Suave, spicy oak and warm, stony aromas, making immediate interest and giving way to vivid and fresh dark cherries, blackberries and cassis. The palate adds graphite-like, savory cherry-stone flavors amid smooth, velvety tannins. Tangy blackberries through the finish. Impressive. Drinking range: 2020 - Rating: 97 James Suckling, www.jamessuckling.com (Feb 2018)
Outperformed (only just) by some of its neighbours in 2015, but Domaine de Chevalier is still hard to beat for value and consistency. Firm and smoky with a carapace of tannin concealing the plummy, fruitcake-like flavours beneath. The acidity brings freshness to the finish. Drinking range: 2022 - 2035 Rating: 92 Tim Atkin MW, www.timatkin.com (May 2016)
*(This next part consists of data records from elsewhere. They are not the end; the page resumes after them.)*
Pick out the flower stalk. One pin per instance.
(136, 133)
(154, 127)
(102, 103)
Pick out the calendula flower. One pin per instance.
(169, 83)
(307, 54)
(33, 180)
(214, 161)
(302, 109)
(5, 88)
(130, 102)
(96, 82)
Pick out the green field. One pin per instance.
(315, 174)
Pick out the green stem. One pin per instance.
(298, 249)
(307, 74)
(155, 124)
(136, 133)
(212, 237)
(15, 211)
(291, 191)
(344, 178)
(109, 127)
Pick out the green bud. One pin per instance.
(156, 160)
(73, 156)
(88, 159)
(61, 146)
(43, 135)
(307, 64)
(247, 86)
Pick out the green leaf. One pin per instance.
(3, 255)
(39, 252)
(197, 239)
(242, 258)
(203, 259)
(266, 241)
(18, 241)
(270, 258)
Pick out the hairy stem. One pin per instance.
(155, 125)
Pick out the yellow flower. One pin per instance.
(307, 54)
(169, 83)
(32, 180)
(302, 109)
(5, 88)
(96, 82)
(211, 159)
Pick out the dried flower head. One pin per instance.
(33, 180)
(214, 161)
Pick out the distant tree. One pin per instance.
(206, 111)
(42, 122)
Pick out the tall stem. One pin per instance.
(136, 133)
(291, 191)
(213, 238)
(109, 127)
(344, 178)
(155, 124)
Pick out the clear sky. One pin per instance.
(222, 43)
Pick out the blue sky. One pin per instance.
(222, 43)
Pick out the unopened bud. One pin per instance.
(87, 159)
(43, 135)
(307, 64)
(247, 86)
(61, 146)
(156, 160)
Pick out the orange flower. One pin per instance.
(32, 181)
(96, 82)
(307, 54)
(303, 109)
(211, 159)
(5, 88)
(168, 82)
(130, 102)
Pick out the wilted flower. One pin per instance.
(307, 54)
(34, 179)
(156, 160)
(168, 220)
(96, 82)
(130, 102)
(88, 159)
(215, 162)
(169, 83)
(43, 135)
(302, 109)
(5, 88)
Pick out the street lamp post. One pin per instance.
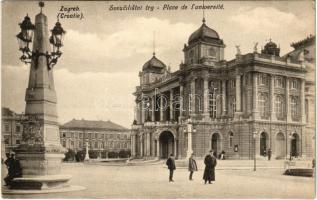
(290, 146)
(40, 152)
(189, 129)
(254, 156)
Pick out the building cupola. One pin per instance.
(271, 49)
(205, 34)
(204, 47)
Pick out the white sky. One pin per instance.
(103, 53)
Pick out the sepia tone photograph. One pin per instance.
(158, 99)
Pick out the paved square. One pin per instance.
(151, 181)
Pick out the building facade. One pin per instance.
(11, 130)
(255, 102)
(99, 135)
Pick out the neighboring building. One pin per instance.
(11, 129)
(100, 135)
(245, 106)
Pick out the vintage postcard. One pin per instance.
(158, 99)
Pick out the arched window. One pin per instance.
(213, 99)
(280, 82)
(294, 84)
(263, 105)
(230, 139)
(294, 107)
(211, 52)
(232, 105)
(279, 106)
(263, 79)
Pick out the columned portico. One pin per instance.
(272, 99)
(238, 93)
(181, 101)
(302, 100)
(192, 102)
(287, 107)
(153, 108)
(143, 108)
(255, 96)
(161, 107)
(171, 105)
(224, 102)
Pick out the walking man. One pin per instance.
(171, 166)
(14, 169)
(192, 166)
(210, 164)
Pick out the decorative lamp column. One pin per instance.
(40, 152)
(87, 152)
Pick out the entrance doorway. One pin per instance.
(167, 142)
(263, 144)
(280, 146)
(295, 145)
(216, 143)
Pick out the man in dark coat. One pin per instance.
(171, 166)
(14, 169)
(210, 164)
(192, 166)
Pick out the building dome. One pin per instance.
(154, 64)
(271, 48)
(204, 33)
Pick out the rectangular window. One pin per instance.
(18, 128)
(6, 127)
(306, 109)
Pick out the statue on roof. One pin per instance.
(238, 50)
(255, 48)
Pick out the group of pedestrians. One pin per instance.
(209, 172)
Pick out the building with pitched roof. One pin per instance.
(244, 107)
(99, 135)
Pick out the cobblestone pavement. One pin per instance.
(151, 181)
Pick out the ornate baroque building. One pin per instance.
(245, 106)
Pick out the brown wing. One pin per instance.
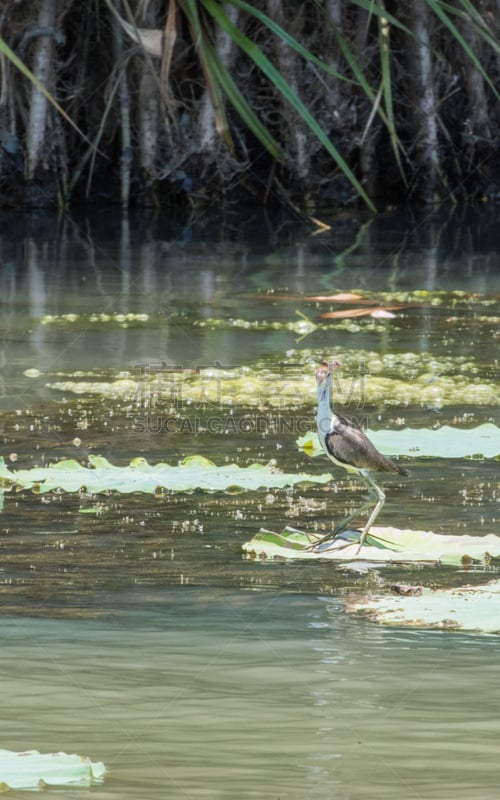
(349, 445)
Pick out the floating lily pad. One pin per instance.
(472, 608)
(383, 545)
(483, 441)
(34, 770)
(195, 472)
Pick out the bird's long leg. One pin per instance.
(375, 492)
(374, 499)
(343, 525)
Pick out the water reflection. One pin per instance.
(220, 691)
(209, 694)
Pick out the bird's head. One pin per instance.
(325, 370)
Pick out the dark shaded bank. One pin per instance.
(189, 104)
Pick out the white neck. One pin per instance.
(324, 414)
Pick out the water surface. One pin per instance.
(132, 628)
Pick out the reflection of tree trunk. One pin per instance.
(36, 137)
(425, 101)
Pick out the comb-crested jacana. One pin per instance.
(348, 446)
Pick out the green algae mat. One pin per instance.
(193, 473)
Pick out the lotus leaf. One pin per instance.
(383, 545)
(472, 608)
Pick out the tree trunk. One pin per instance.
(426, 125)
(36, 137)
(295, 133)
(209, 136)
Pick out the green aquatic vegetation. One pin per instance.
(482, 441)
(471, 608)
(286, 381)
(382, 545)
(193, 473)
(302, 327)
(103, 318)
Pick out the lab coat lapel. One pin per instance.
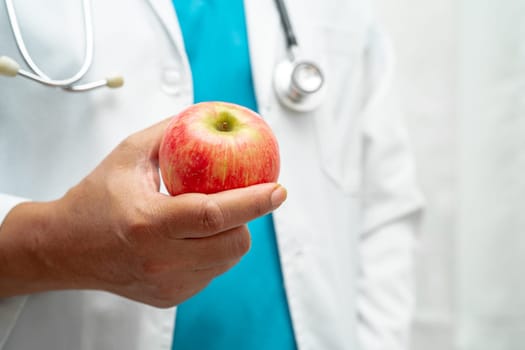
(167, 16)
(262, 21)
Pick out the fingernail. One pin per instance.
(278, 196)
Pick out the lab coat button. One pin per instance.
(171, 81)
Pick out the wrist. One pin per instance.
(26, 265)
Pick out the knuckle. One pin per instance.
(241, 242)
(211, 216)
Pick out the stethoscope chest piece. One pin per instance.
(299, 84)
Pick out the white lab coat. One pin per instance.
(345, 234)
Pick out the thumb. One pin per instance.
(149, 139)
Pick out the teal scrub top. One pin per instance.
(245, 308)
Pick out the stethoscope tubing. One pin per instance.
(39, 75)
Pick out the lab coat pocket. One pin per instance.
(337, 121)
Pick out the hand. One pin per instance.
(116, 232)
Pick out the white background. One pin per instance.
(461, 77)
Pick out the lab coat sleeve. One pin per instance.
(391, 211)
(10, 308)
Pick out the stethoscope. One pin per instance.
(299, 84)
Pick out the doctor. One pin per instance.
(88, 263)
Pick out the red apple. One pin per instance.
(216, 146)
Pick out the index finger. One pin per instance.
(195, 215)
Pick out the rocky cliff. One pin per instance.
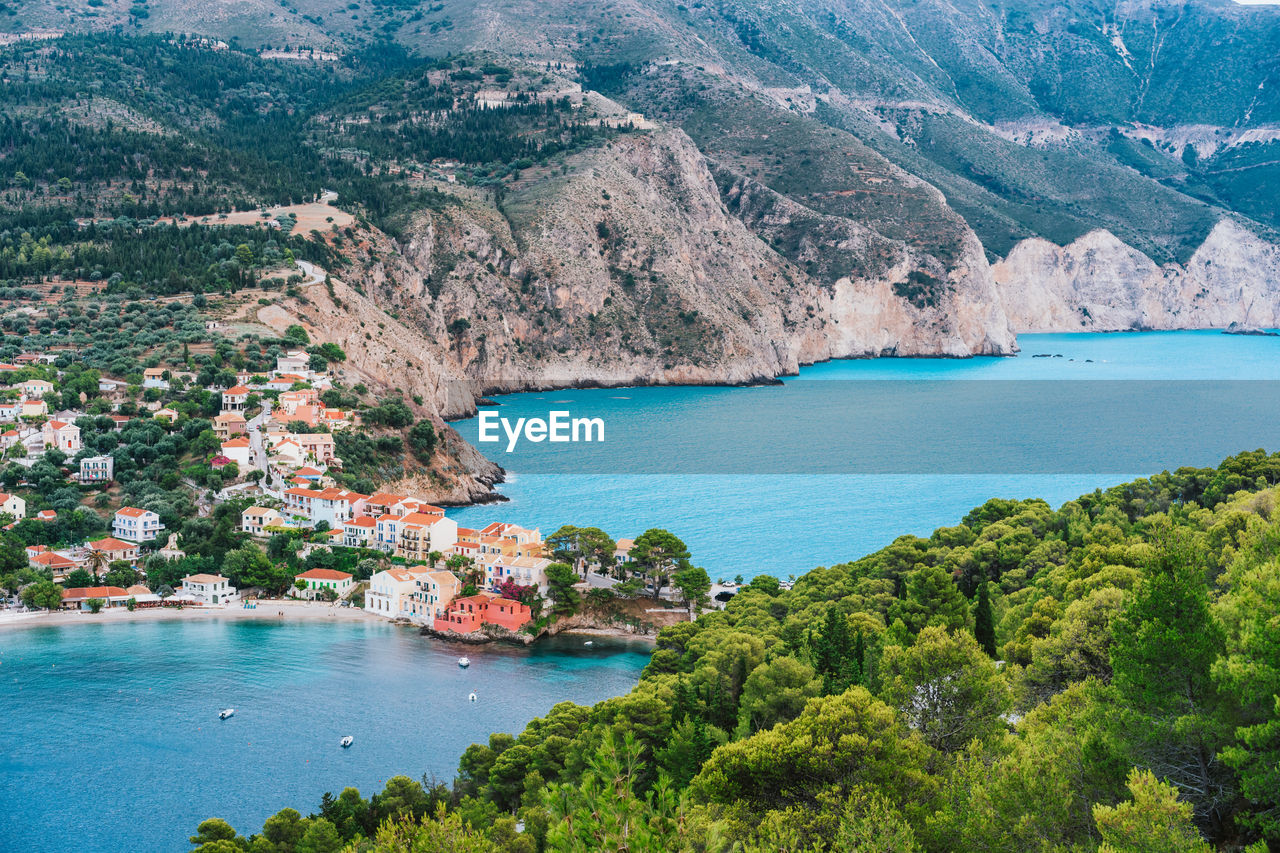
(1098, 283)
(634, 265)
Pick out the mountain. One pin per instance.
(568, 192)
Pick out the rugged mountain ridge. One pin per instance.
(649, 276)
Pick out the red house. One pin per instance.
(466, 615)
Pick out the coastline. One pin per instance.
(265, 611)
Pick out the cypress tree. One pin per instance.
(983, 621)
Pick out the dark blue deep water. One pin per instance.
(108, 733)
(110, 738)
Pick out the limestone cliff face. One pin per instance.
(1098, 283)
(634, 265)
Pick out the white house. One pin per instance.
(208, 589)
(435, 592)
(36, 388)
(387, 533)
(420, 534)
(96, 469)
(293, 361)
(13, 505)
(60, 434)
(319, 579)
(332, 505)
(238, 450)
(132, 524)
(526, 571)
(359, 532)
(256, 519)
(154, 378)
(236, 398)
(115, 550)
(391, 593)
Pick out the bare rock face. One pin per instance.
(1098, 283)
(635, 267)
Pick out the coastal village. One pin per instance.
(273, 452)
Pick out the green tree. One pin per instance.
(581, 547)
(693, 584)
(42, 593)
(658, 555)
(320, 836)
(97, 561)
(1152, 822)
(423, 441)
(604, 812)
(213, 830)
(946, 688)
(836, 746)
(1251, 671)
(983, 621)
(932, 598)
(560, 585)
(776, 692)
(1166, 642)
(80, 578)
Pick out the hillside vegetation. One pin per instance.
(1102, 676)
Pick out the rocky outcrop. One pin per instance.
(634, 267)
(1098, 283)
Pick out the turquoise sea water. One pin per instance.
(110, 738)
(785, 516)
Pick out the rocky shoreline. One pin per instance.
(576, 624)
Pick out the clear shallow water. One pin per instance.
(786, 523)
(112, 740)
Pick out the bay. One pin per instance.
(786, 516)
(112, 739)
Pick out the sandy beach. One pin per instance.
(265, 610)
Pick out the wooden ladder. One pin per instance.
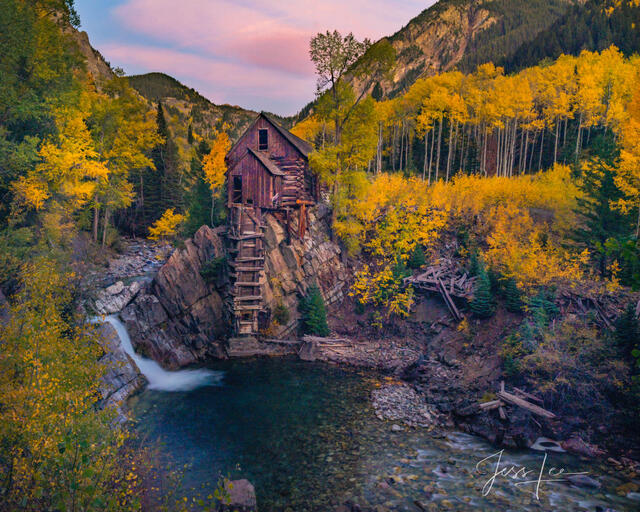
(246, 259)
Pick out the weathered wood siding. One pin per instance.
(259, 186)
(279, 147)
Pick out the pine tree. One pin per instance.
(190, 138)
(482, 304)
(313, 313)
(513, 297)
(601, 222)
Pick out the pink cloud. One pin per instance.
(248, 52)
(220, 81)
(272, 33)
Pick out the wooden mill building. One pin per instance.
(268, 172)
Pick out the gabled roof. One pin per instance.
(267, 162)
(300, 144)
(304, 147)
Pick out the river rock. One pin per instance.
(584, 481)
(122, 377)
(238, 496)
(115, 297)
(400, 402)
(179, 318)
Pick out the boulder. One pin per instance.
(112, 299)
(238, 496)
(179, 318)
(122, 377)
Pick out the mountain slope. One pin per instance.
(596, 26)
(466, 33)
(187, 106)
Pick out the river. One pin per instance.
(305, 435)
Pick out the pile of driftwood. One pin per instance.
(519, 398)
(446, 280)
(605, 307)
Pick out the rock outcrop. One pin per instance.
(292, 265)
(179, 318)
(122, 377)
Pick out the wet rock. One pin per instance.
(578, 446)
(401, 403)
(308, 351)
(584, 481)
(112, 299)
(545, 444)
(122, 377)
(238, 496)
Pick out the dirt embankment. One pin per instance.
(454, 370)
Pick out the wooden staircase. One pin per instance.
(246, 259)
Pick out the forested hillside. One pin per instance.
(465, 33)
(594, 26)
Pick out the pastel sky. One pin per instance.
(243, 52)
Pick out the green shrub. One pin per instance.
(313, 313)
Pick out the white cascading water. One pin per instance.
(160, 379)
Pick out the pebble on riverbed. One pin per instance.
(401, 403)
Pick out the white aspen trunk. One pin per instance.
(439, 148)
(449, 152)
(579, 136)
(555, 149)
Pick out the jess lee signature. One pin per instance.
(530, 480)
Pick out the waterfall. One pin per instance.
(160, 379)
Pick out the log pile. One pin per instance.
(585, 301)
(446, 280)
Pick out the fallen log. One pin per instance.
(493, 404)
(520, 402)
(320, 339)
(524, 394)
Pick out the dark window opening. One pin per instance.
(263, 140)
(236, 194)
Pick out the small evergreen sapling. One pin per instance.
(417, 258)
(313, 313)
(513, 297)
(483, 305)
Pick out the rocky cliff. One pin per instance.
(181, 318)
(292, 265)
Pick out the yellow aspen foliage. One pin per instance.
(628, 173)
(214, 165)
(309, 129)
(166, 226)
(520, 249)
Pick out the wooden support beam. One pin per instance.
(515, 400)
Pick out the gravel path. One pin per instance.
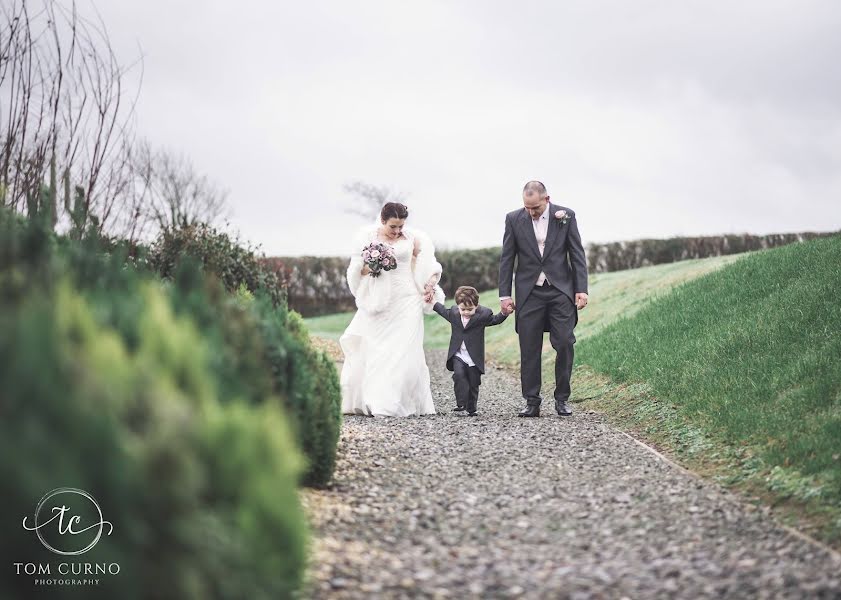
(496, 506)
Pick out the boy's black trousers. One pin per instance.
(466, 381)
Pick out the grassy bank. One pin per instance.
(738, 375)
(614, 295)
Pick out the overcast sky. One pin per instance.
(649, 118)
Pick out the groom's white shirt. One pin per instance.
(462, 353)
(541, 228)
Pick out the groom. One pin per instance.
(550, 285)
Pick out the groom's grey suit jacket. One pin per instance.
(473, 335)
(563, 259)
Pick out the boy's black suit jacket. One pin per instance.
(473, 335)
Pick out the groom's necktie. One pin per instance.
(541, 228)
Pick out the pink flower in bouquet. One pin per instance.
(378, 257)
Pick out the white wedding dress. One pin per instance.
(385, 372)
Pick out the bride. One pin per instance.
(385, 372)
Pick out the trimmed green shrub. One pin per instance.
(108, 389)
(202, 493)
(308, 383)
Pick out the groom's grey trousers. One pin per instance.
(546, 305)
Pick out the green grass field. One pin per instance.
(739, 374)
(731, 365)
(612, 296)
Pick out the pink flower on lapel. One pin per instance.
(562, 217)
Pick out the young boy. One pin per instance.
(466, 356)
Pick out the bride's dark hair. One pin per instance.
(393, 210)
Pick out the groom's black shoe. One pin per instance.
(563, 408)
(530, 411)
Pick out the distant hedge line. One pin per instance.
(316, 285)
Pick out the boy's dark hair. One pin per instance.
(467, 295)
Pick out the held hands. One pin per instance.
(429, 290)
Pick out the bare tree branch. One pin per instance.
(369, 199)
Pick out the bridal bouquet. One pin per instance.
(379, 257)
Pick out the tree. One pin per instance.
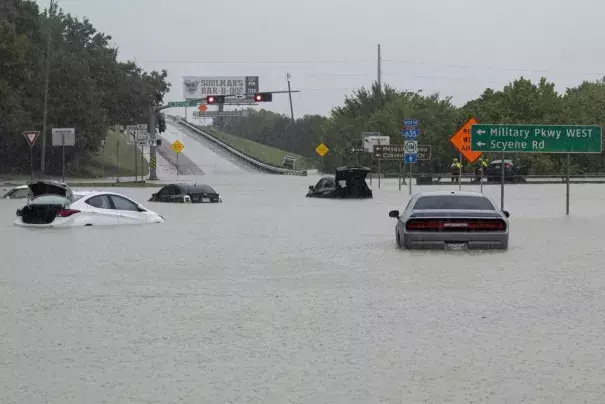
(88, 88)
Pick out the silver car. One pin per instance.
(451, 220)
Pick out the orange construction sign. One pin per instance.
(461, 140)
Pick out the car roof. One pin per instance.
(450, 193)
(95, 193)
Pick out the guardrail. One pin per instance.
(253, 162)
(443, 178)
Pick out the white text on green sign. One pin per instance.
(536, 138)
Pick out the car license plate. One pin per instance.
(456, 246)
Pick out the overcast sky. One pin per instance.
(454, 47)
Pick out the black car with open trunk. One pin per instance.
(348, 182)
(185, 193)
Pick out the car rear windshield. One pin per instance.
(463, 202)
(50, 200)
(200, 189)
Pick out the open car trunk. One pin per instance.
(49, 200)
(50, 188)
(202, 193)
(354, 181)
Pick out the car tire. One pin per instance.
(400, 243)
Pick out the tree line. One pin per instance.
(377, 109)
(89, 89)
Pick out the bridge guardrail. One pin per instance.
(260, 165)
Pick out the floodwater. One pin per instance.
(271, 297)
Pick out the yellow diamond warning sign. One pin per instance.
(322, 150)
(177, 147)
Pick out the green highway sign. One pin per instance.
(190, 103)
(536, 138)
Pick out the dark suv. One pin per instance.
(512, 172)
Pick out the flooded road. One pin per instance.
(271, 297)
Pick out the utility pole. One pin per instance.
(46, 81)
(288, 77)
(379, 77)
(153, 176)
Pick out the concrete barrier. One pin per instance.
(253, 162)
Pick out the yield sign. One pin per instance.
(31, 136)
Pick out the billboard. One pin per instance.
(202, 86)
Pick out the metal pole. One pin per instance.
(118, 161)
(153, 149)
(142, 162)
(410, 178)
(290, 95)
(400, 174)
(481, 177)
(136, 171)
(46, 81)
(31, 162)
(379, 78)
(502, 182)
(63, 155)
(460, 173)
(567, 185)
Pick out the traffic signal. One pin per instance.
(263, 97)
(161, 123)
(215, 99)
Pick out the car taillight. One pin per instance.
(487, 225)
(456, 225)
(67, 212)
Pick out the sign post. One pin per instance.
(577, 139)
(31, 136)
(461, 140)
(177, 147)
(103, 157)
(63, 137)
(137, 135)
(410, 132)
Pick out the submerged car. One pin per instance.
(186, 193)
(349, 182)
(451, 221)
(512, 172)
(19, 192)
(56, 205)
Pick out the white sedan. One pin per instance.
(84, 208)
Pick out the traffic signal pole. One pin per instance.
(153, 176)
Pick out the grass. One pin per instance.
(117, 151)
(263, 153)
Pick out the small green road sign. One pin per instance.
(190, 103)
(536, 138)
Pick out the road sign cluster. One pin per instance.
(410, 132)
(398, 152)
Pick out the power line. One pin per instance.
(256, 62)
(505, 69)
(358, 61)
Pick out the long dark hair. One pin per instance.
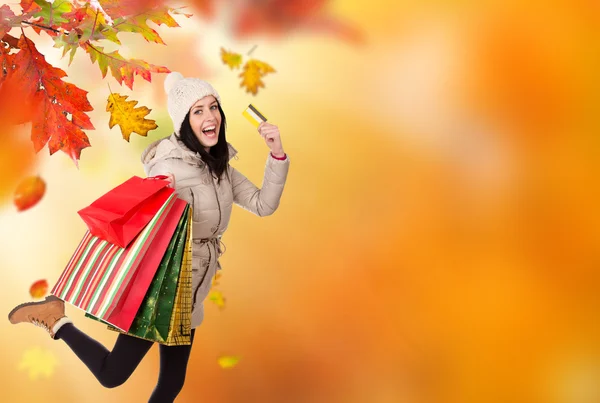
(217, 158)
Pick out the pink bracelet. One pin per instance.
(280, 158)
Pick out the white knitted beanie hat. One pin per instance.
(183, 93)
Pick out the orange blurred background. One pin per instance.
(438, 237)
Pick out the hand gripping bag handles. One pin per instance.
(120, 215)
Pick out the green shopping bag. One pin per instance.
(154, 315)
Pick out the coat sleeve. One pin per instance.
(263, 201)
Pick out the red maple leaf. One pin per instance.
(279, 17)
(29, 6)
(57, 109)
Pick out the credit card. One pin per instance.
(254, 116)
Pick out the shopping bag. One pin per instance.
(120, 214)
(133, 295)
(99, 272)
(165, 316)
Great tension and subtlety. Extremely savoury - almost salty - with freshness and ripeness. Not one of the deepest colours. Lovely appetising low-key classicism. Bravissimo à tous! Drinking range: 2024 - 2045 Rating: 18 Jancis Robinson OBE MW - www.JancisRobinson.com (Apr 2016)
Domaine de Chevalier
Domaine de Chevalier, located in Léognan and surrounded by forest, enjoys a particular microclimate. Unlike some of the Pessacs which are surrounded by urban development which raises the average temperature, Chevalier is quite a cool terroir.
Olivier Bernard has owned and run the estate since 1983, and has done much to improve the quality of the wines. The white has always been one of Bordeaux's finest, and is even better now, and Bernard has dramatically increased the quality of the red, especially in the last ten years.
Domaine de Chevalier has a soil of dark sand and fine white gravel. It is planted at 10,000 vines per hectare averaging 35 years old.
There are 7 Hectares planted for white with 70% Sauvignon and 30% Sémillon.
There are 60 Hectares planted for red, comprising 63% Cabernet Sauvignon, 30% Merlot, 5% Petit Verdot, 2% Cabernet Franc.
At the harvest the white grapes are picked in baskets with successive picking through the vines.
The red grapes are also picked in baskets, with triple sorting: first in the vines, then the complete bunch on the sorting table and third by optical sorting machine, berry by berry.
The white is pressed slowly, and settlement (débourbage) and alcoholic fermentation occur in the barrel, with 35% new wood. The wine is aged on the lees in barrel with stirring (batonnage), for 18 months.
The red grapes are vatted by gravity without pumping. The alcoholic fermentation in stainless steel and coated steel temperature-controlled vats. Maceration for 2 to 3 weeks with a maximum fermentation temperature of 30° C and manual pigeage. The wine is aged for 18 months (four months on the lees), with 35% new wood.